北川 今回はわりかしストレートなんですよね。フェアーグラウンド・アトラクションの「Perfect」という曲がありまして(笑)。
───まあ、そうですよね(笑)。でもこれは皆さんお聴きになって「なるほど!」と思うのではないかと。でも「Perfect」よりも、ジャズ的なグルーヴが強いかなあと。
北川 そうかもしれませんね。ドラムがSOIL&”PIMP”SESSIONSのみどりんで。ROUND TABLEでもずっと一緒に叩いてもらっていたこともあって、今回お願いしようとかなと。たしかに彼の味みたいなのが出ているかもしれないですね。
───フェアーグラウンド・アトラクションってもっとフォーキーな感じやカントリー、ケイジャン感がありますけど、「brilliant」はグルーヴ感がきっちりと出ているように感じます。そういったリズム感の違いも表われているのかもしれませんね。では9曲目の「Opportunity」です。この曲はアルバムのタイトル曲ともなっている短い曲です。これは制作が中盤を過ぎた頃に完成したとお聞きしてますが。

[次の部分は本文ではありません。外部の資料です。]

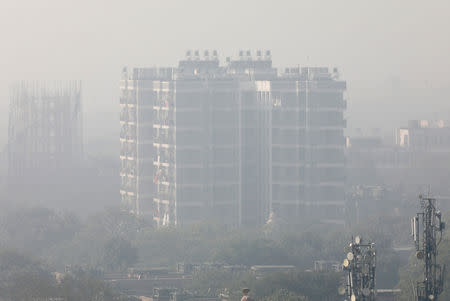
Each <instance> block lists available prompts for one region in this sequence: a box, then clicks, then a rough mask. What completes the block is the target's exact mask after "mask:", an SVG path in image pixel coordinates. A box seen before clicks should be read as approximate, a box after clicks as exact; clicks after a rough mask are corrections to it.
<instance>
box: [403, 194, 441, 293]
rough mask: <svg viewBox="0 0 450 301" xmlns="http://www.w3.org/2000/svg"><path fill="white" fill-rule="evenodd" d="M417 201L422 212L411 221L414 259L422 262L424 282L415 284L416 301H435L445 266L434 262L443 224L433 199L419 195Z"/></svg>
mask: <svg viewBox="0 0 450 301" xmlns="http://www.w3.org/2000/svg"><path fill="white" fill-rule="evenodd" d="M419 200H420V204H421V207H422V212H419V213H417V215H416V216H415V217H413V218H412V219H411V234H412V236H413V239H414V244H415V245H416V257H417V259H419V260H423V261H424V280H423V281H419V282H417V301H426V300H433V301H437V300H438V296H439V294H440V293H442V289H443V284H444V271H445V265H439V264H437V262H436V259H437V255H438V251H437V246H438V245H439V243H440V242H441V239H442V232H443V231H444V229H445V223H444V222H442V220H441V219H442V216H441V212H440V211H438V210H437V209H436V199H435V198H431V197H422V196H421V195H420V196H419ZM420 225H422V229H420ZM438 234H439V235H438ZM438 236H439V237H438Z"/></svg>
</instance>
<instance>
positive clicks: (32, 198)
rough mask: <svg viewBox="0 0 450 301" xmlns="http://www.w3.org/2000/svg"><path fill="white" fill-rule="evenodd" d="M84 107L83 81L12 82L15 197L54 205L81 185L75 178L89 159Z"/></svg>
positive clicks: (8, 137) (13, 174) (11, 162)
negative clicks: (82, 123)
mask: <svg viewBox="0 0 450 301" xmlns="http://www.w3.org/2000/svg"><path fill="white" fill-rule="evenodd" d="M81 112H82V110H81V83H80V82H79V81H69V82H31V81H30V82H26V81H22V82H17V83H16V84H14V85H13V86H12V87H11V97H10V112H9V130H8V181H7V182H8V190H9V194H10V198H12V199H18V200H22V201H31V202H35V201H38V202H47V203H46V204H45V205H50V204H52V205H53V203H56V202H58V203H63V202H64V201H65V200H67V199H68V197H67V195H70V192H69V191H74V190H79V188H78V187H76V186H75V185H74V181H73V180H74V179H75V178H76V177H78V176H80V174H79V173H78V172H77V171H78V170H79V168H80V165H81V162H82V160H83V135H82V113H81ZM52 202H53V203H52Z"/></svg>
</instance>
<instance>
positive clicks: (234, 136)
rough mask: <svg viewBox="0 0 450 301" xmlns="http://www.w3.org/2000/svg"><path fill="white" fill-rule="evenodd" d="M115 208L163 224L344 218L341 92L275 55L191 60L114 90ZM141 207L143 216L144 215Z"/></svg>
mask: <svg viewBox="0 0 450 301" xmlns="http://www.w3.org/2000/svg"><path fill="white" fill-rule="evenodd" d="M121 89H122V97H121V108H122V112H121V124H122V132H121V162H122V168H121V176H122V189H121V194H122V200H123V203H124V204H127V205H128V206H129V208H130V210H132V211H134V212H136V213H143V214H144V213H149V214H151V215H152V216H153V218H154V220H155V221H156V223H157V224H158V225H170V224H176V225H183V224H188V223H192V222H196V221H206V220H214V221H218V222H221V223H224V224H229V225H233V226H256V225H261V224H263V223H264V222H265V221H266V220H267V218H268V216H269V213H270V212H274V214H275V215H279V217H280V219H283V220H286V222H290V223H291V222H302V220H303V219H305V220H306V219H309V218H310V217H317V218H319V219H320V220H322V221H332V222H335V221H338V220H342V219H343V216H344V214H343V209H344V178H343V177H344V157H343V151H344V144H345V141H344V136H343V129H344V127H345V121H344V119H343V112H344V109H345V101H344V98H343V92H344V90H345V82H343V81H339V80H338V79H337V72H333V73H329V72H328V69H327V68H302V69H299V68H290V69H287V70H286V72H284V73H278V71H277V70H276V69H275V68H273V66H272V60H271V55H270V52H269V51H267V52H265V53H262V52H261V51H258V52H257V55H256V57H252V56H251V55H250V52H245V53H244V52H240V54H239V57H238V59H236V60H231V59H228V58H227V63H226V65H224V66H222V65H220V64H219V60H218V57H217V53H216V52H215V51H214V52H212V53H211V55H210V53H209V52H208V51H205V53H204V56H203V57H202V58H200V55H199V53H198V51H196V52H194V53H191V52H188V54H187V57H186V59H184V60H182V61H180V63H179V65H178V67H177V68H173V69H170V68H169V69H168V68H165V69H156V68H148V69H134V70H133V71H132V72H131V73H128V72H126V71H125V72H124V74H123V80H122V83H121ZM144 208H145V209H144Z"/></svg>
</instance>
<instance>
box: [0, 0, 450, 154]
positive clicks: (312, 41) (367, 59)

北川 そうですね。アルバム・タイトルが決まって、曲順とかを考えていったときにシングル曲「ざらざら」っていうゆったりとしたミディアムの曲につながるように、またアルバムを象徴するようなものがブリッジとしてこの位置にあったらいいかなと思って提案しました。ほかの曲をレコーディングしているときに思いついて、すぐ録って、聴いてもらったら周りのスタッフにも「いいね」って言ってもらえて。それですんなりと収録が決まりました。

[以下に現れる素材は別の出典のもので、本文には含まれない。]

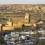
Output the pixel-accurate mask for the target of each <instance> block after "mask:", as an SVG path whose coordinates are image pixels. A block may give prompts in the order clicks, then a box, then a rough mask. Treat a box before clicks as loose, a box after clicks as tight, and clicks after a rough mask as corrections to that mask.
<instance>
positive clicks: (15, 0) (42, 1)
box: [0, 0, 45, 4]
mask: <svg viewBox="0 0 45 45" xmlns="http://www.w3.org/2000/svg"><path fill="white" fill-rule="evenodd" d="M0 4H45V0H0Z"/></svg>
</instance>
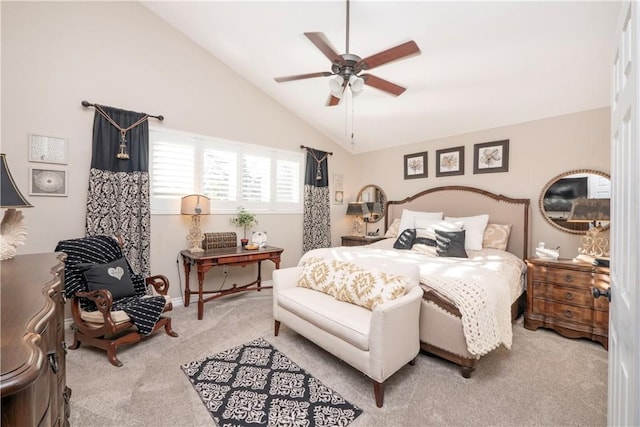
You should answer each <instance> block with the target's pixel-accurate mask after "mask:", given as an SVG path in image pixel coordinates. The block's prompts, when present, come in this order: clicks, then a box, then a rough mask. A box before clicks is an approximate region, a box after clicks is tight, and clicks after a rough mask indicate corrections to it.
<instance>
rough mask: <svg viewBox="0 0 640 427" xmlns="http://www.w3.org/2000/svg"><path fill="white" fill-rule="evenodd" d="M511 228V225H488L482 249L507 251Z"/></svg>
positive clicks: (497, 224)
mask: <svg viewBox="0 0 640 427" xmlns="http://www.w3.org/2000/svg"><path fill="white" fill-rule="evenodd" d="M511 227H512V225H511V224H487V228H486V229H485V230H484V236H483V238H482V247H483V248H491V249H500V250H501V251H506V250H507V246H508V244H509V236H510V235H511Z"/></svg>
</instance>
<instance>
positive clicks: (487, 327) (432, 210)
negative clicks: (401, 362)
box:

───花澤さんからは、このあたりぐらいから、アルバムの全体像みたいなものがなんとなくみんなのなかに共有されてきたとお伺いしました。この曲があることによって切り替えといいますか、アルバム曲とシングル曲がスムーズに、自然な流れで繋がりますよね。
北川 そうなんですよね。アルバム曲がいろいろと集まりつつ、そのなかでシングル曲との組み合わせを考えながら作業を進めなくてはならないので、毎回いろいろと苦労しますけど(笑)。
───たしかにバランスって難しいですよね。でも空気公団の「透明な女の子」もそうですが、アルバムのなかでのシングルのハマり具合の良さといったものもしっかりと感じました。

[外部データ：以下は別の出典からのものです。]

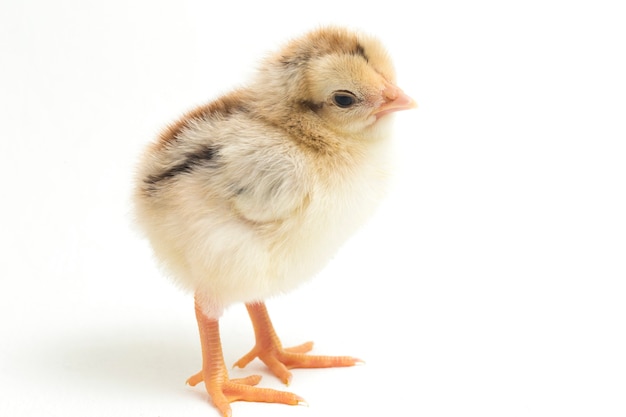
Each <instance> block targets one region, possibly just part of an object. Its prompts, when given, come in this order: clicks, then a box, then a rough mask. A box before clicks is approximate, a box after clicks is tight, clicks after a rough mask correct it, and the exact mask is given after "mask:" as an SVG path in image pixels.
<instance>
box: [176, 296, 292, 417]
mask: <svg viewBox="0 0 626 417" xmlns="http://www.w3.org/2000/svg"><path fill="white" fill-rule="evenodd" d="M196 318H197V319H198V327H199V329H200V342H201V345H202V370H201V371H200V372H198V373H197V374H195V375H193V376H191V377H190V378H189V379H188V380H187V383H188V384H189V385H191V386H195V385H196V384H198V383H199V382H202V381H204V384H205V387H206V391H207V393H208V394H209V396H210V397H211V399H212V400H213V403H214V404H215V406H216V407H217V408H218V409H219V411H220V412H221V413H222V415H223V416H225V417H230V416H231V408H230V403H231V402H233V401H256V402H269V403H281V404H289V405H297V404H301V403H303V402H304V400H303V399H302V398H300V397H299V396H297V395H295V394H292V393H289V392H284V391H276V390H272V389H264V388H256V387H254V386H253V385H256V384H258V383H259V381H260V380H261V377H260V376H259V375H251V376H249V377H246V378H240V379H229V378H228V371H227V370H226V365H225V364H224V356H223V354H222V344H221V341H220V333H219V324H218V320H216V319H211V318H208V317H207V316H205V315H204V313H203V312H202V310H201V309H200V307H199V306H198V304H197V303H196Z"/></svg>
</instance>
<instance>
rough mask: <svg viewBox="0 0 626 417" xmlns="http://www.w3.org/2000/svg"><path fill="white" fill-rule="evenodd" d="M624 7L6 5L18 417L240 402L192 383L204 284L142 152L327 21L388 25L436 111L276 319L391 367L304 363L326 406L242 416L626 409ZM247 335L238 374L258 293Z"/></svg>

北川 だから全部が分かりやすくUKサウンドじゃなくてもよくて、アルバムを通して聴いたときに、いろいろなイギリスを感じてもらえるものが並んでいればと思っていました。始めにおっしゃってくれたように、1曲目と最後の曲を取り出すと、すごい飛距離があるけど、通して聴くと流れが繋がっている。トータル・アルバムとしての雰囲気は大事にしたいと考えながら進めましたね。